İLK DERECE MAHKEMESİ KARAR ÖZETİ
Mahkemece toplanan delillere ve tüm dosya kapsamına göre, ispat yükünün davacı üzerinde olduğu, davacının davasını ispat edemediği gerekçesiyle davanın reddine karar verilmiştir.
İSTİNAF SEBEPLERİ
Davacı vekili istinaf başvuru dilekçesinde özetle; müvekkili hakkında ceza dosyasında beraat kararı verildiğini, senedin zararın karşılanması için verildiğini ancak daha sonra araç devrinin davalıya verilmesi nedeniyle senedin iade edilmesi gerekirken takibe konu edildiğini, senet keşide tarihinin araç devrinden önce olduğunu, davalının zararından daha fazla tahsilat yapmaya çalıştığını ileri sürerek ilk derece mahkemesi kararının kaldırılmasını istemiştir.
UYUŞMAZLIK KONUSU OLAN HUSUSLAR
Uyuşmazlık, davacının takibe konu senet nedeniyle borçlu olup olmadığı noktasında toplanmaktadır.
DELİLLERİN DEĞERLENDİRİLMESİ VE GEREKÇE
Dava, senet ve icra takibine dayalı menfi tespit istemine ilişkindir.
İnceleme, 6100 sayılı HMK’nin 355.maddesi uyarınca istinaf dilekçesinde ileri sürülen sebeplerle sınırlı, ancak kamu düzenine ilişkin nedenler resen göz önünde tutularak yapılmıştır.
Dava konusu senette, davacının keşideci, davalının lehtar olarak yer aldığı, senedin 10/03/2019 keşide tarihli, 10/06/2019 vade tarihli ve 20.000,00 TL bedelli olduğu görülmüştür.
Dayanak Ankara 14.İcra Müdürlüğünün 2019/9751 Esas sayılı takip dosyasının yapılan incelemesine göre, 16/07/2019 tarihinde davalı alacaklı tarafından davacı borçlu aleyhine senede dayalı olarak 20.000,00 TL asıl olmak üzere toplam 20.177,53 TL alacağın tahsili için kambiyo takibi başlatıldığı görülmüştür.

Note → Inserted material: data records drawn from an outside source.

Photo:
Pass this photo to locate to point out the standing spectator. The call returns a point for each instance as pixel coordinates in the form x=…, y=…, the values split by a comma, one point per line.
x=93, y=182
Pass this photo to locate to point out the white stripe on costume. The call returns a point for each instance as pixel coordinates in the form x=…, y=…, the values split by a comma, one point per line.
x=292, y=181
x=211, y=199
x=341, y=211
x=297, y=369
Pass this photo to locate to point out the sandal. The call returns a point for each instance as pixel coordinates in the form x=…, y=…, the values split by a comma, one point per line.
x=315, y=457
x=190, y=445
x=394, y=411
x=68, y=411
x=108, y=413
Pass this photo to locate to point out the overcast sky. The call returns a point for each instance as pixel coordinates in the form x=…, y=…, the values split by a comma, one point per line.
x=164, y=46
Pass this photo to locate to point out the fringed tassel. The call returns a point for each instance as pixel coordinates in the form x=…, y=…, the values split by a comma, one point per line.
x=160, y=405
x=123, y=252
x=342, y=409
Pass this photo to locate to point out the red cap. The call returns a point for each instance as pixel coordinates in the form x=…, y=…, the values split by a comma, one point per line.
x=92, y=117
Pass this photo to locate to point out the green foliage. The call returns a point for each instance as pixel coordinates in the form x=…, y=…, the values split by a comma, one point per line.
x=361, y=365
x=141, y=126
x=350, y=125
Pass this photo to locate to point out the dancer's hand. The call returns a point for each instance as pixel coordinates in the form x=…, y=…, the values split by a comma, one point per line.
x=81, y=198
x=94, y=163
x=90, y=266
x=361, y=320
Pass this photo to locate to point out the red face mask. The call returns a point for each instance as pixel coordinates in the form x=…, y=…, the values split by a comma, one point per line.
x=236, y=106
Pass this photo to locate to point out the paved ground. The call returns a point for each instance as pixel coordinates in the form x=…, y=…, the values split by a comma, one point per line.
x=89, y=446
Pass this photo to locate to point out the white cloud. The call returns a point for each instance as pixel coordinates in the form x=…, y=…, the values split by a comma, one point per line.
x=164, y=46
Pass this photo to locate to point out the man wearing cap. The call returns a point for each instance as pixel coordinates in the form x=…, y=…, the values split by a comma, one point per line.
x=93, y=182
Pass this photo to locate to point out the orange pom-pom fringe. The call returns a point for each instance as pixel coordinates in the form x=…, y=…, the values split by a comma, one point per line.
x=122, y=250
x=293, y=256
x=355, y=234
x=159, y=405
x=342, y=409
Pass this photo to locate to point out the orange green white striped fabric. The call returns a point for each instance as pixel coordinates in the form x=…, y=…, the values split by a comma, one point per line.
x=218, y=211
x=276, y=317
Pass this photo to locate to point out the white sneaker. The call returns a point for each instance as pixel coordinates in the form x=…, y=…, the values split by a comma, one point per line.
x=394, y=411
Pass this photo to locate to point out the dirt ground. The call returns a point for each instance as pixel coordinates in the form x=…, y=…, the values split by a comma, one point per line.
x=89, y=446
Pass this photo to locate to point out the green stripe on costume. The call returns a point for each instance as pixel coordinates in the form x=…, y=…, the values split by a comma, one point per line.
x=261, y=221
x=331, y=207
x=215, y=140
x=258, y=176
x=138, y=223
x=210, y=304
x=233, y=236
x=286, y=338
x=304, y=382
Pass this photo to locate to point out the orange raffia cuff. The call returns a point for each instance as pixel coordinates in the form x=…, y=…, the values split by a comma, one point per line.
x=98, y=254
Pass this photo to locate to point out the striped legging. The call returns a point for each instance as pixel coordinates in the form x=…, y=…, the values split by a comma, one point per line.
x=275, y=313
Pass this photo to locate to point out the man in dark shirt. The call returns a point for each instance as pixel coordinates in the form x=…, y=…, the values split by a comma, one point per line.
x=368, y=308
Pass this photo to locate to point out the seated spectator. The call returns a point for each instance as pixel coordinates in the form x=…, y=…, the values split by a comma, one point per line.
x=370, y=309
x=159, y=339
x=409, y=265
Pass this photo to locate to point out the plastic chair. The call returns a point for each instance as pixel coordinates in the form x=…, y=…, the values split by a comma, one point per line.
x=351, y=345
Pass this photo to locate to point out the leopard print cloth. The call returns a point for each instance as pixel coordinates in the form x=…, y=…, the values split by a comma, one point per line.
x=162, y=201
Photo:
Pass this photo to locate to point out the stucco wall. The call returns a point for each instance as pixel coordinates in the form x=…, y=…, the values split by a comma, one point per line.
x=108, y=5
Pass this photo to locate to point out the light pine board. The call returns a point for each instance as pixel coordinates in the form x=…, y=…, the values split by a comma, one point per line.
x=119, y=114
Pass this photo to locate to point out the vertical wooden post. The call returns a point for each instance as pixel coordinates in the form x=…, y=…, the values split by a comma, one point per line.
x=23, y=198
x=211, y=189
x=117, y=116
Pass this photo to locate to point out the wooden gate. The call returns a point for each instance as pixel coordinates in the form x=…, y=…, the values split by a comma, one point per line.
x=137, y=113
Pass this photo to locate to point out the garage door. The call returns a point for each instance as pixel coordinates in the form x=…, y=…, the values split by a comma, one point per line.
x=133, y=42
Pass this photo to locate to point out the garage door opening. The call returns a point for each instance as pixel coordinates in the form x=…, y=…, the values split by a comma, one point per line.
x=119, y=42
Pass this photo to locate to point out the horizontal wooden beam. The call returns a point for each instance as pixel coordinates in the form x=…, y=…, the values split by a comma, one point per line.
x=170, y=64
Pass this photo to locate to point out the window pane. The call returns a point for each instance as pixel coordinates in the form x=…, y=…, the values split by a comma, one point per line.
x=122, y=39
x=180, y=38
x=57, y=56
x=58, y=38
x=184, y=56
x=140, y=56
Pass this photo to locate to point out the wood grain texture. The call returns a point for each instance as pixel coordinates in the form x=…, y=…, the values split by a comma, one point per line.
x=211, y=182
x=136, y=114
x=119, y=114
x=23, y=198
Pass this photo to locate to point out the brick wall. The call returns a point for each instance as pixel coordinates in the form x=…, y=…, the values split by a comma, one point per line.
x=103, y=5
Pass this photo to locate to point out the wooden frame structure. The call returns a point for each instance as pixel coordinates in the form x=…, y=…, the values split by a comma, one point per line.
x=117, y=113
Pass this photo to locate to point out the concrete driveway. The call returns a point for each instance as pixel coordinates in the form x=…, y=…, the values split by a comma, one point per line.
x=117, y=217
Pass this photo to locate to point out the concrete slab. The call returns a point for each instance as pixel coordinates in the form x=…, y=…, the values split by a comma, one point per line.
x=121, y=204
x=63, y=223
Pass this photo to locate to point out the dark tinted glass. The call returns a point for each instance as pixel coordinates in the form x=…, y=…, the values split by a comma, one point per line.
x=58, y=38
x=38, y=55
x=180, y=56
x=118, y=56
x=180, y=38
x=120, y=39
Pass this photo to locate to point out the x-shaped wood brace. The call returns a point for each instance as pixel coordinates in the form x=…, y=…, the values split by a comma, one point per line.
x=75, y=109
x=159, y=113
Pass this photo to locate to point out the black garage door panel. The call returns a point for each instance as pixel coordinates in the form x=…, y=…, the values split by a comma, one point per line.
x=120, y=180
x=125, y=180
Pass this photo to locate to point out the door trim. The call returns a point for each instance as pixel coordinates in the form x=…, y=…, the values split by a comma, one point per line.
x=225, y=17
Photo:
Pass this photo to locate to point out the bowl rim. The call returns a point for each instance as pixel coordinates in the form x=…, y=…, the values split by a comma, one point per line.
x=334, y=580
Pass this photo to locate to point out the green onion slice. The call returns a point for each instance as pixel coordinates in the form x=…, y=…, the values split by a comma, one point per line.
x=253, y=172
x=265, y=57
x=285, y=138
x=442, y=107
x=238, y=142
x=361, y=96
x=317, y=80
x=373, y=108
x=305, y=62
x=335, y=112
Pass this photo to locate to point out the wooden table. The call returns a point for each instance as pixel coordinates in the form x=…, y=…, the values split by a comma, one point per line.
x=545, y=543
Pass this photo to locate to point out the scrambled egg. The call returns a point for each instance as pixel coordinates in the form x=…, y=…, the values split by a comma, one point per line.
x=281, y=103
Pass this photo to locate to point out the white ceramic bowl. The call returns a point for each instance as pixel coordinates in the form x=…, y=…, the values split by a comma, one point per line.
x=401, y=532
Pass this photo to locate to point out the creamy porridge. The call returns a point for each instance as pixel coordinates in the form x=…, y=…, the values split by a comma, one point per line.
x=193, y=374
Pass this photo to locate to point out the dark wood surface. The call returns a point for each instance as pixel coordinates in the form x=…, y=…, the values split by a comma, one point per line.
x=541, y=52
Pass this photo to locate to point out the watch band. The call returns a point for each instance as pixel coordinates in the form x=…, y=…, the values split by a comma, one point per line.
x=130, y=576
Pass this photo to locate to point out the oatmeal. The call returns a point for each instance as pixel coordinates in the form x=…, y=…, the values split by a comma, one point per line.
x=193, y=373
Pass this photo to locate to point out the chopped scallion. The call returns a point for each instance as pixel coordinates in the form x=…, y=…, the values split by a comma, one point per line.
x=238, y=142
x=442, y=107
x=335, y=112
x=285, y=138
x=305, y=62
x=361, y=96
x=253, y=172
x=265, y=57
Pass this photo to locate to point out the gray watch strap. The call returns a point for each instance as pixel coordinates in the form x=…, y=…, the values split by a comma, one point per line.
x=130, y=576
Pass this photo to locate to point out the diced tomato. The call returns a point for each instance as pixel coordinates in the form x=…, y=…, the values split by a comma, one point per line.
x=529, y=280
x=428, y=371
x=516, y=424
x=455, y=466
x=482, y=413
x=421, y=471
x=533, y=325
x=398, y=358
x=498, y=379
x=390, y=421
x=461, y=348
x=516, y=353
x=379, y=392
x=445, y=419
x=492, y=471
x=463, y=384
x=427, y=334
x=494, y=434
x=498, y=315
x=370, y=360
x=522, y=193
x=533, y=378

Davacı aleyhine güveni kötüye kullanma suçundan Bursa 17.Asliye Ceza Mahkemesi’nin 14/07/2020 Tarih, 2019/2013 Esas, 2020/355 Karar sayılı dosyasında yapılan yargılama sonucunda beraat kararı verildiği, ceza davasında davalının taraf olarak yer almadığı, kararın istinaf edilmeksizin 04/09/2020 tarihinde kesinleştiği görülmüştür.
TMK.’nun 6.maddesi gereğince “Kural olarak, herkes iddiasını ispat etmekle yükümlüdür.” hükmü getirilmiştir. Dosya kapsamında davacının senet nedeniyle borçlu olmadığı iddiasını yazılı delillerle kanıtlayamadığı görülmektedir. Ancak dava dilekçesi incelendiğinde davacının aynı zamanda yemin deliline de dayandığı anlaşılmaktadır.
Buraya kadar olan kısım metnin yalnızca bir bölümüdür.